A case of human ecology, climate justice, and food sovereignty.
Transhumance is a seasonal practice where families move livestock between grazing areas. For the Pewenche-Mapuche people of the Patagonian Andes between Chile and Argentina-it reflects a deep relationship with the land and the Pewen (monkey-puzzle tree).
In winter, families live in lower valleys. By mid-December, as snow melts, they guide their herds to highland pastures called veranadas for summer grazing. In autumn they descend again, continuing a cycle that has shaped Pewenche life for generations.
This practice is a living system of reciprocity with nature.
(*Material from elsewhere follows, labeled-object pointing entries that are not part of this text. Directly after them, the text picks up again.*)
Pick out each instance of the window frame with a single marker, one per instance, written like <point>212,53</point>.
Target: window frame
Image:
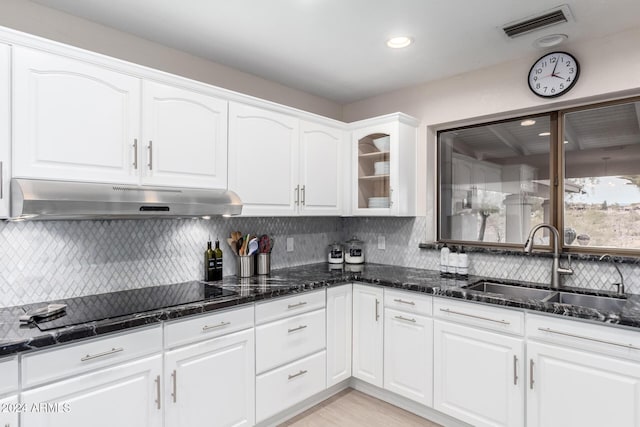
<point>556,189</point>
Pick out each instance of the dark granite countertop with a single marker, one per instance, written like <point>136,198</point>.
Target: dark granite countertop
<point>15,338</point>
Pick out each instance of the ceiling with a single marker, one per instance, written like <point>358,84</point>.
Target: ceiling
<point>336,48</point>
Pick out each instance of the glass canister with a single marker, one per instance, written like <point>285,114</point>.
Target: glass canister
<point>336,253</point>
<point>354,251</point>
People, animals, grass, water, and weather move within the same regenerative rhythm, allowing ecosystems to recover while sustaining livelihoods.
Climate change now threatens this balance. Rising temperatures, water scarcity, and economic pressures put a culture built on long-term adaptation at risk, despite Indigenous communities contributing almost nothing to global emissions.
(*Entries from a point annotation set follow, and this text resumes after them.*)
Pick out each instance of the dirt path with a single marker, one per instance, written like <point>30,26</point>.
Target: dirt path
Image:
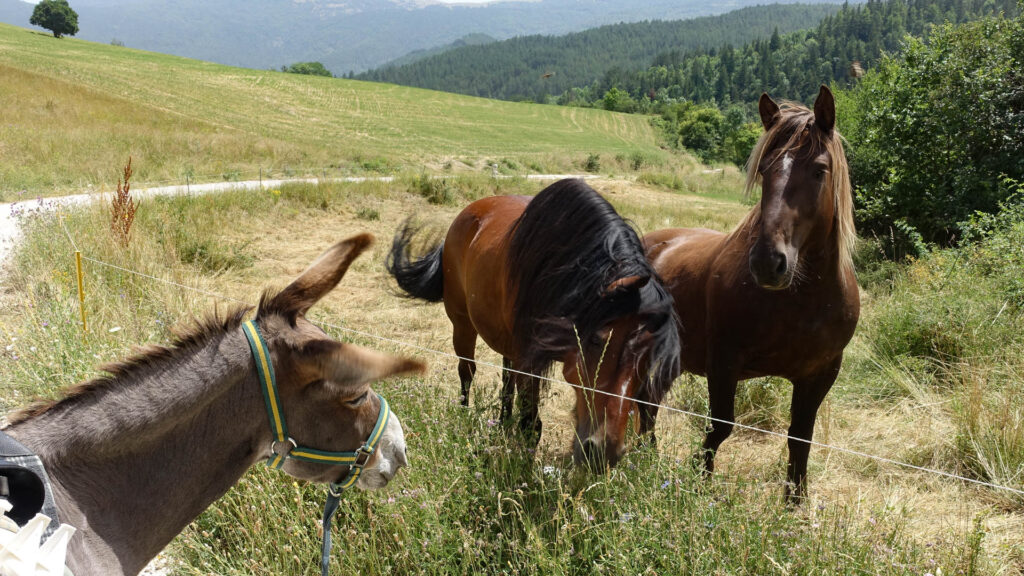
<point>10,212</point>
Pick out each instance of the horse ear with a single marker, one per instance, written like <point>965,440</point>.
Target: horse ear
<point>349,365</point>
<point>768,110</point>
<point>317,280</point>
<point>624,285</point>
<point>824,110</point>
Around 200 million people worldwide depend on pastoralism and transhumance. These systems provide low-impact food while supporting ecosystems: maintaining grasslands, reducing wildfire risk, improving soil health, storing carbon, and protecting biodiversity.
As droughts, warming, and shifting seasons disrupt grazing cycles, both rural livelihoods and food security are at risk. The loss of transhumance would not only erase a cultural tradition, it would increase risks of food insecurity, climate migration, and ecological instability.
What is happening here is not an exception.
It is a glimpse of a future approaching faster than we are willing to admit.